Por: J.J. Caballero
Dicen de él que es un tipo raro, consciente de sus limitaciones para seguir las convenciones de una sociedad acomodada y habitante de un planeta propio en el que se alimenta de sueños, libros y canciones. Cuando lo ves en el escenario, enclenque e hirsuto, colgado de una guitarra acústica y escondido tras un matojo de pelambrera que igual le sirve para aislarse de un mundo que no le gusta, comprendes que estás sin ninguna duda ante un músico especial. No es el más listo, ni el más dotado, ni de lejos alguien con quien a priori te apetezca compartir mesa, mantel y líquidos. Pero es ese algo que irradia, esa capacidad comunicativa, ese ímpetu plasmado en los saltos y las letras, lo que hace que te pegues al suelo durante un tiempo que ya no recuerdas y fijes la mirada y los oídos en lo que está ocurriendo unos metros delante de ti. Y te sorprendes y te ríes y te diviertes, y acabas queriendo darle un abrazo a ese tipo tan raro que ya, sin tú quererlo y tal vez él tampoco, acaba convirtiéndose en tu cómplice. Esto es lo que puede suceder si te atreves a vivir la experiencia de enfrentarte al repertorio de Ángel Stanich y su banda cara a cara, a pelo y sin intermediarios que estorben.
La historia mediática del cántabro empieza donde lo hacen sus canciones, pues en su devenir artístico no se contempla por ejemplo el conceder entrevistas ni seguir el tedioso cauce de la promoción tradicional, así que prefiere hablar por boca de lo que escribe y compone. Lo hace con el altavoz de unos lugartenientes entregados y absolutamente brillantes: Lete G. Moreno, rotundo en la batería, Víctor L. Pescador, versátil en la guitarra, y Álex Izquierdo, implacable en el bajo. Un motor de precisión envidiable que pone el ojo en las muchas variantes de la música americana y la llena de detalles preciosistas, discretos y la mayoría de veces necesarios. Una leve psicodelia, matizada en esta ocasión por la ausencia de teclados, suele bañar las interpretaciones lisérgicas, inspiradas por el viento salvaje de la carretera y los sentimientos inacabados, de un disco magnífico editado hace un año. En el recorrido por ese "Camino ácido" se juntan un brumoso "Amanecer caníbal" golpeado con las botas en la introducción con un "Mojo" aún inédito, una "Miss Trueno 86" de inesperada fuerza emocional y (primera parada importante) una invitación a desesperarnos en "El cruce" de los incomprendidos. Hasta aquí, una demostración de fuerza que podría acabar con cualquier concepto de songwriter por muy moderno que sea. Pero hay más, y había que estar ahí para contarlo.

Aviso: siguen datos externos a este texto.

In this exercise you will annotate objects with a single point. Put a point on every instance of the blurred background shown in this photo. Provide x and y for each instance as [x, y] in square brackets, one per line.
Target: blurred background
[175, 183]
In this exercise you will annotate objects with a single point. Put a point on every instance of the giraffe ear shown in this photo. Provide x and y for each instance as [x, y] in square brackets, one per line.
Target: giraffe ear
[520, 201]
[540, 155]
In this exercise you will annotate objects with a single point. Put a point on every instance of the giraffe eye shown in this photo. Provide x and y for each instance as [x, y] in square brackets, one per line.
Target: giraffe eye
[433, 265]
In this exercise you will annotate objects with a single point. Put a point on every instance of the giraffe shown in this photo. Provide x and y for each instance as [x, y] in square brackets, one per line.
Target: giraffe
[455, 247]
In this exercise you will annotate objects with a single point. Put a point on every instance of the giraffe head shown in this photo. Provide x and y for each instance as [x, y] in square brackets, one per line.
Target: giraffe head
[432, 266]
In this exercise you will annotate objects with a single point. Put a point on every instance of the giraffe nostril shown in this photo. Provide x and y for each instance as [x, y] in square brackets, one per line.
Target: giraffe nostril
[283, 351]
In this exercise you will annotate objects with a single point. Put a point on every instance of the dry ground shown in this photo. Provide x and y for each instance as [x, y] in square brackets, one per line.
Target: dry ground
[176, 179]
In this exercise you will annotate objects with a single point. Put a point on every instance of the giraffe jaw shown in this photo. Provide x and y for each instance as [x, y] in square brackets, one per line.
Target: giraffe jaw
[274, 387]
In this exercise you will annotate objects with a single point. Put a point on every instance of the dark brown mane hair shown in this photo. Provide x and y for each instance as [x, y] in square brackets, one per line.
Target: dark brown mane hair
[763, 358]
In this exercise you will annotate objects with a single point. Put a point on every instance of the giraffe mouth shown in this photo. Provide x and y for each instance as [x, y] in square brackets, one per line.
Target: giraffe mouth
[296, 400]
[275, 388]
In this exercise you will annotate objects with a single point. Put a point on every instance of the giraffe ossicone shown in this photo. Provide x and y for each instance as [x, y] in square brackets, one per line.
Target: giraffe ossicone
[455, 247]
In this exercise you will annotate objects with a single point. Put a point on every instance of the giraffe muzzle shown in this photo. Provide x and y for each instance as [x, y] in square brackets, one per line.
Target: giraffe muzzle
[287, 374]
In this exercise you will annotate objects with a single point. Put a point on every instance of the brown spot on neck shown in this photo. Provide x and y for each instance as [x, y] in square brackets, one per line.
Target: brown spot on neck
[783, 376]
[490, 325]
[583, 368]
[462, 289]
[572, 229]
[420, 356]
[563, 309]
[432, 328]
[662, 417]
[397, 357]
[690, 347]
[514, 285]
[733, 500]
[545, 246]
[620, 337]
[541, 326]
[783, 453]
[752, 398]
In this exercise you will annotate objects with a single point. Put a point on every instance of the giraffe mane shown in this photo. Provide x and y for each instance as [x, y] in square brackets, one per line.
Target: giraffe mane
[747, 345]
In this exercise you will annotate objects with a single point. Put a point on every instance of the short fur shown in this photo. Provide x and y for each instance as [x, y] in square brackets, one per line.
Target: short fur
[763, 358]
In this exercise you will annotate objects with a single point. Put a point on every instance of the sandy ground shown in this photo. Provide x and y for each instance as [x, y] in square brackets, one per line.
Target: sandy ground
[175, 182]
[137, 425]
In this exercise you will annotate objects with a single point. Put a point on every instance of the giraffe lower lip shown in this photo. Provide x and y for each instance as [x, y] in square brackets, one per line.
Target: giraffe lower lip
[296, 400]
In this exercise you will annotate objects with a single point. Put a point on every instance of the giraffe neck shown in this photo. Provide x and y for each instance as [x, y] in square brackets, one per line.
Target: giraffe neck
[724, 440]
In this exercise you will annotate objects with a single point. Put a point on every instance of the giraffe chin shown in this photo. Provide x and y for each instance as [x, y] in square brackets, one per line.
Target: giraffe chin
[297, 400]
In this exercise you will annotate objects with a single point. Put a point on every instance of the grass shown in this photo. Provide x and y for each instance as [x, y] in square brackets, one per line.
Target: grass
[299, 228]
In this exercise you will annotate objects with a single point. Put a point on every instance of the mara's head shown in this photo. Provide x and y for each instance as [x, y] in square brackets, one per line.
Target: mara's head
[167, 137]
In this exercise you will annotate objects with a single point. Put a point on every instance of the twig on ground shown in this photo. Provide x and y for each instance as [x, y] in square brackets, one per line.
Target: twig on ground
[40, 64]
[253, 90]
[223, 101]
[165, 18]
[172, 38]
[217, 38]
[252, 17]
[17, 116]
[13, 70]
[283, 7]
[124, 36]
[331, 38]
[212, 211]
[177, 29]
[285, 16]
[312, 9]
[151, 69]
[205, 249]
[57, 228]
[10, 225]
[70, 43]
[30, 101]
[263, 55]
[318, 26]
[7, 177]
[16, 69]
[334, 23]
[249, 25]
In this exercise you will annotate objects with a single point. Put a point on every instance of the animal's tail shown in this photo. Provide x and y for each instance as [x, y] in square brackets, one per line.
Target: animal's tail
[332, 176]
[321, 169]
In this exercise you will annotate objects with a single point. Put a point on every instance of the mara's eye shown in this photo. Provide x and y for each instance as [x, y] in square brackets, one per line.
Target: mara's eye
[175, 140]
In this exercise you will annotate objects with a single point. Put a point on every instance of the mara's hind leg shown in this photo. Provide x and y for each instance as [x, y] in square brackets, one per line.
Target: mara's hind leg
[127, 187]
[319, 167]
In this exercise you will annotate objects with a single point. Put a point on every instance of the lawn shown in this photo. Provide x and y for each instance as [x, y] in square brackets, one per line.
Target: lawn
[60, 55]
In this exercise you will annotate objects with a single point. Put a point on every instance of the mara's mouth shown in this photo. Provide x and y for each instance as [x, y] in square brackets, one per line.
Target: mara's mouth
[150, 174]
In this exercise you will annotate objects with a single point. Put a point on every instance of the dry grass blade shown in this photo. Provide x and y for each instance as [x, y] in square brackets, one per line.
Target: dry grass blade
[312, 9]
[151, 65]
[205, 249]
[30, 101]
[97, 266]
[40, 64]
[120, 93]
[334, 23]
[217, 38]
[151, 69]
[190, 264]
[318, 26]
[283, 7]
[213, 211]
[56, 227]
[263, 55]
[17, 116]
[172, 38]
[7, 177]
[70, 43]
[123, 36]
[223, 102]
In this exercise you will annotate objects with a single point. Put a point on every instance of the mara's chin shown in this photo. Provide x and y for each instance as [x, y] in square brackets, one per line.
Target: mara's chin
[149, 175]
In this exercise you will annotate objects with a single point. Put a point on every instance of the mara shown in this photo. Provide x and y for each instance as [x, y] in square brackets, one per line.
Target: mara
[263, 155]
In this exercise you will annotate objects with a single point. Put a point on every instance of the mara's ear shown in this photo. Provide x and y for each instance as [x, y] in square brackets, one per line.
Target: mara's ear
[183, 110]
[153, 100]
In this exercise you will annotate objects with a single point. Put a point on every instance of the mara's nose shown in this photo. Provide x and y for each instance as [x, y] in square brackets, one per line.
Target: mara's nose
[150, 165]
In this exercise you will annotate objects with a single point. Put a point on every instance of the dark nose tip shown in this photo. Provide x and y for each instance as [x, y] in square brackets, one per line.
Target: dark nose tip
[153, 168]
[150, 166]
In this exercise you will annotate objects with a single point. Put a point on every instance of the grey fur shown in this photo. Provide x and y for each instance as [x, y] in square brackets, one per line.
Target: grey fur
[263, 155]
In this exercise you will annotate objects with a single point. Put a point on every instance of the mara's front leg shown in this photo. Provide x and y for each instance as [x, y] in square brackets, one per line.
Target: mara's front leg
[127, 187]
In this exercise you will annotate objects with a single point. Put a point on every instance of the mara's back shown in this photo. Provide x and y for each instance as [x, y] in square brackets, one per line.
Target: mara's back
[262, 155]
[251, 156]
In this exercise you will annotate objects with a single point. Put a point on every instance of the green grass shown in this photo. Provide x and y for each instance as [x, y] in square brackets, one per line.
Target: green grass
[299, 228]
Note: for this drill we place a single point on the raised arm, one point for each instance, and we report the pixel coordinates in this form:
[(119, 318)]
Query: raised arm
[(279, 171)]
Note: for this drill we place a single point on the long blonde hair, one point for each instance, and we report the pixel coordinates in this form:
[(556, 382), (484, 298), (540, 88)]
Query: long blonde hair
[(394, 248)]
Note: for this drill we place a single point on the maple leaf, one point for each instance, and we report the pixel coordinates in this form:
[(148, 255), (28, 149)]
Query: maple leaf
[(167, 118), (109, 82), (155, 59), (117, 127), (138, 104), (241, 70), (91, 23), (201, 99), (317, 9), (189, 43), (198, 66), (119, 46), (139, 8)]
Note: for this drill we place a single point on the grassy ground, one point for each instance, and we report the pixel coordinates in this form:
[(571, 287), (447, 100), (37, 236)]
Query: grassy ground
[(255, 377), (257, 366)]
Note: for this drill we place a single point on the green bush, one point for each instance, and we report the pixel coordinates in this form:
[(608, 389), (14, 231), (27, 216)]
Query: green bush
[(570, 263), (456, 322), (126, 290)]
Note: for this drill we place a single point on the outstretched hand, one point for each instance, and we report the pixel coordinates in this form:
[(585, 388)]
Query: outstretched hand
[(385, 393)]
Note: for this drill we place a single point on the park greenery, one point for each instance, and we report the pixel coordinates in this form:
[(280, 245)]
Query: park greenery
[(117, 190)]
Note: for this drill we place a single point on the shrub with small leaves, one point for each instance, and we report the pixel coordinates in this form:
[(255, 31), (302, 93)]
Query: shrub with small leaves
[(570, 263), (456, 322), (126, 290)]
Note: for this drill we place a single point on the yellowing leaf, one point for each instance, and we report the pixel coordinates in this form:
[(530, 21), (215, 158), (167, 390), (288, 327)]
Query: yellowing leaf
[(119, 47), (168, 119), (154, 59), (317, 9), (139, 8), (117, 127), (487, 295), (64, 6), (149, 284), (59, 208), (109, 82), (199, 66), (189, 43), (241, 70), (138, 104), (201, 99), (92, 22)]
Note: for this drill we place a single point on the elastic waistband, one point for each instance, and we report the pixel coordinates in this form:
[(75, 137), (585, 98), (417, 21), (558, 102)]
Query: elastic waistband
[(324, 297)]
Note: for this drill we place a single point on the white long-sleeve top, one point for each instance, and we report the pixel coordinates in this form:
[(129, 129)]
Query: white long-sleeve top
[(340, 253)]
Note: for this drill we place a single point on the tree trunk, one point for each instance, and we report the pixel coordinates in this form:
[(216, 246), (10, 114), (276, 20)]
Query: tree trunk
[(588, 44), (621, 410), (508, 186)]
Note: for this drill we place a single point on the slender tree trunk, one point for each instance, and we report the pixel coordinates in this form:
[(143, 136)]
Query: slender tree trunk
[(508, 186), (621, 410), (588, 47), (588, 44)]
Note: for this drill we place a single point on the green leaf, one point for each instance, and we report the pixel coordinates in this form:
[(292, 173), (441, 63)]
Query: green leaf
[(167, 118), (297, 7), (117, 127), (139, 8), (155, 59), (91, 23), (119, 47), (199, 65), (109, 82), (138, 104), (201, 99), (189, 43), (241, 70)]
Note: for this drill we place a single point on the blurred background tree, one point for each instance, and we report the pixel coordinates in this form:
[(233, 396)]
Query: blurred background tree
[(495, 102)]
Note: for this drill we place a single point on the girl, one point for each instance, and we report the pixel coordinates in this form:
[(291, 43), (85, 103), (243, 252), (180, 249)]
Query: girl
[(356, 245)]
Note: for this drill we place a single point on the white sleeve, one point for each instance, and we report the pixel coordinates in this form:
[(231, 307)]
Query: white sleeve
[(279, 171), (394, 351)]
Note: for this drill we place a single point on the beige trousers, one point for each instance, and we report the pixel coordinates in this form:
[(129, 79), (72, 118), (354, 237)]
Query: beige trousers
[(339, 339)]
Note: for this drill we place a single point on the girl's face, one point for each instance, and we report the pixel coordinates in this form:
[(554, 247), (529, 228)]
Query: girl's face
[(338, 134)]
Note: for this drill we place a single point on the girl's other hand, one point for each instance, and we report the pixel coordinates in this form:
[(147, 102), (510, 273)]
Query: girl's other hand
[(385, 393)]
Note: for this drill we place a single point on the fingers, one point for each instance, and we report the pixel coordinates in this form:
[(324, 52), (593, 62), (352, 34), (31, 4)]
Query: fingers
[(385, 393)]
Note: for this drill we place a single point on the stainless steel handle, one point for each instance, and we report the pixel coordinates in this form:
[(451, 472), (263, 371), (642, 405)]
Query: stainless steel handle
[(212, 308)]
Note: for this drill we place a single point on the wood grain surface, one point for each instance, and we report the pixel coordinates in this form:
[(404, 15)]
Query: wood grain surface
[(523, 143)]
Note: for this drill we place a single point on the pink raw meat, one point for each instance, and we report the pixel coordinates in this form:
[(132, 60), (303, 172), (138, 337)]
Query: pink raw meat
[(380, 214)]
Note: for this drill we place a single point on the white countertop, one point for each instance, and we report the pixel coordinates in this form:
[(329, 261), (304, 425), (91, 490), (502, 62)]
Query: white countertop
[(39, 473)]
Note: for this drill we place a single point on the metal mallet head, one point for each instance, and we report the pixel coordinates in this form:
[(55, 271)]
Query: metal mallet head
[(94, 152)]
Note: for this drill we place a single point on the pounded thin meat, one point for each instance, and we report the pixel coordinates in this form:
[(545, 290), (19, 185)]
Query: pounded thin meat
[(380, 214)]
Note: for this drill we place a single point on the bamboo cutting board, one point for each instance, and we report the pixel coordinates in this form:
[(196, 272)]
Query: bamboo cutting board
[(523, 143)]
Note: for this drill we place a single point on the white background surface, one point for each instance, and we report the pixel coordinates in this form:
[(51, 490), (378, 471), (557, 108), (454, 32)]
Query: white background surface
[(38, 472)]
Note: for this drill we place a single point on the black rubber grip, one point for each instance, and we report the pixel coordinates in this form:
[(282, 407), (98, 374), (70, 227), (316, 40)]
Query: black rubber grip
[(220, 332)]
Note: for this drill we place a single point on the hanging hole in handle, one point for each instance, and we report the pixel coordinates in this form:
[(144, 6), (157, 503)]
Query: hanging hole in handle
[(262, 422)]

En su máxima discreción pero implacable con los practicantes de esa extraña religión que profesa el uso y disfrute del grito, la conversación banal e inoportuna y el absurdo de asistir a un evento que no te interesa en absoluto, remitió a un conato de silencio apenas correspondido para hundirse a fondo en las sombras de "La noche del coyote" con el aditamento de la armónica y la sensación de luchar contra los elementos. Ya entonces andaba mascullando revisar las desventuras musicadas en "Chinaski" y recuperar, como cada noche, a un oscuro personaje llamado "El outsider", quizá un sosias de él mismo, y fermentar el licor de un jugoso "Mezcalito" bien conservado en las nuevas barricas del rock hispano. Todo ello antes de gritar sin complejos aquello de "Carbura!", bañarse en "El río" que Miguel Ríos visitaba cuando él ni soñaba con subirse a un escenario y disparar en los bises con una gloriosa y dañina "Metralleta Joe". La cosa, como se puede comprobar, dio para mucho, y mucho es lo que se esconde detrás de estos temas, se podría decir que demasiado.
¿Quién esperaba que el fantasma de Donovan, personificado en su inmortal "Hurdy Gurdy", o la mismísima figura de Neil Young, en una sentida inmersión en el "Hey hey, my my", se pasearían por entre los habituales y los curiosos de la sala Hangar para acompañarles en el sentimiento, en este caso de absoluta devoción? Respuesta lógica: Todo lo que salga de la boca, las manos y la cabeza de este hombrecillo puede resultar y resulta totalmente fuera de control. Parece que incluso también fuera del suyo, y por eso lo seguiremos allá donde vaya con el mismo interés con el que él llegó a Córdoba casi sin hacer ruido, demostró que solo hay que querer para poder y nos dejó abandonados a una suerte que nos deparará nuevos y seguramente intensos conciertos que no le llegarán a este a la altura del talón derecho. El izquierdo lo reservamos, como el propio Ángel Stanich, para golpear duro sobre el suelo y recordar que el rock and roll es solo una cuestión de actitud. Y de eso no nos faltará jamás.